O ministro de Minas e Energia, Edison Lobão, informou nesta quinta-feira que o primeiro leilão de energia eólica do país, marcado para 25 de novembro, recebeu 441 projetos. Ele afirmou que até o final de 2010 a potência eólica instalada da matriz energética brasileira chegará a cerca de 1.400 megawatts.

REUTERS

16 Julho 2009 | 18h28

"É um começo, mas um começo que consideramos muito razoável", disse Lobão em entrevista a jornalistas, explicando que os 1.400 MW representam apenas um por cento da matriz energética brasileira.

A perspectiva, segundo o ministro, é de que mais 427 MW de potência sejam instalados no país até o final de 2009, e outros 684 MW até o final de 2010. Hoje o país tem uma potência eólica instalada de 386 MW, segundo Lobão.

De acordo com o ministro, os 441 empreendimentos entregues para o leilão equivalem a 13 mil MW, mas ainda será feita uma seleção desses projetos. Ele não adiantou quantos poderão permanecer.

De acordo com Lobão, a maior parte das empresas que se cadastraram para ofertar projetos no leilão contam com aerogeradores mais modernos e mais capazes.

Lobão também não quis antecipar qual o preço da energia que será praticado no leilão, nem a quantidade de MW que será leiloada.

O preço da energia eólica é a maior preocupação de especialistas que acompanham o setor, que consideram os equipamentos ainda muito caros, o que elevaria o custo da energia para o consumidor final. Enquando a energia hidrelétrica gira em torno dos 100 reais os megawatt, a eólica poderia ultrapassar os 200 reais o MW.
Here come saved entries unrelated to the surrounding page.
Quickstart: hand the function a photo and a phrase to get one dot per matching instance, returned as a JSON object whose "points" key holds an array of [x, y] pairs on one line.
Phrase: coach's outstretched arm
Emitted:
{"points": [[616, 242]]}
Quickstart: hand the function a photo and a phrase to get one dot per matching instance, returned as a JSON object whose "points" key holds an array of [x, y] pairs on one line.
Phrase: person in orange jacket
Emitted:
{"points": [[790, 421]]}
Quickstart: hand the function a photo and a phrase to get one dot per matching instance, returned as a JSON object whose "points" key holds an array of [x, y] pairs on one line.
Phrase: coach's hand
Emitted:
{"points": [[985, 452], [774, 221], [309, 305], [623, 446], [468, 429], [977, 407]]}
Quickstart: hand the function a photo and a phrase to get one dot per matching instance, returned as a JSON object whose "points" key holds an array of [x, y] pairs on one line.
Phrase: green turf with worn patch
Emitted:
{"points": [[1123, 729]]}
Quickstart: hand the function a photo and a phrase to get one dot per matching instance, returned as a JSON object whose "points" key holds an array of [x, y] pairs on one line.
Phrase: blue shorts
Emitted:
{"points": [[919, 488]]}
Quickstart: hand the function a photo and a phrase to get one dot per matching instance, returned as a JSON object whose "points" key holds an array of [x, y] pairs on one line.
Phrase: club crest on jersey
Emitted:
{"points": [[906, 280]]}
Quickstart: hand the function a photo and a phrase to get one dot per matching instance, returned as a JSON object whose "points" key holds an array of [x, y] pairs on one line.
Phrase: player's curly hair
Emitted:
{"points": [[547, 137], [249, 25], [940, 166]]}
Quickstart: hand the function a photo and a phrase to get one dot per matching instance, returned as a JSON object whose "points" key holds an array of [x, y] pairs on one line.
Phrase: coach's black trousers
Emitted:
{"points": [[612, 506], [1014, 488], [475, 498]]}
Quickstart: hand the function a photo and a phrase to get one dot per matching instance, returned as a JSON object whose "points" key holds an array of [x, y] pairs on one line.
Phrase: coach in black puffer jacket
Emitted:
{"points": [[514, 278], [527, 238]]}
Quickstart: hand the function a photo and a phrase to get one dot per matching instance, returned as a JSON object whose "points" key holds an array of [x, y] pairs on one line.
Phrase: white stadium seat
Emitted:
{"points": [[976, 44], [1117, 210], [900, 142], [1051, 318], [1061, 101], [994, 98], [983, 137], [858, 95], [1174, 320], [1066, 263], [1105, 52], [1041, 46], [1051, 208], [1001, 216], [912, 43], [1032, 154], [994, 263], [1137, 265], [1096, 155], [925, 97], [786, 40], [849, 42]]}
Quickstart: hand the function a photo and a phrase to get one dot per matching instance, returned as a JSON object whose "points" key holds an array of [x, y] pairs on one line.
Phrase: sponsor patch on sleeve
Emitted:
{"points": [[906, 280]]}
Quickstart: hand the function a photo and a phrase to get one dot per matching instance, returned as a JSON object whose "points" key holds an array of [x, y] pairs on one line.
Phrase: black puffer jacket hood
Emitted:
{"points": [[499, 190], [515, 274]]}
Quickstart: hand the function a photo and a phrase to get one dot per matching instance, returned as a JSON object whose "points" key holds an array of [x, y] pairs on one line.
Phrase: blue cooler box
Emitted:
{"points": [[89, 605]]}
No final do mês passado, o Ministério de Minas e Energia anunciou uma flexibilização das regras para participação no leilão, com o objetivo de ampliar a oferta de empreendimentos, aumentando o universo de aerogeradores importados que poderão ser utilizados pelos participantes.

Pela nova regra, as empresas poderão importar equipamentos com potência nominal igual ou superior a 1.500 KW. Antes, apenas máquinas com potência superior a 2.000 KW eram permitidas nos parques eólicos.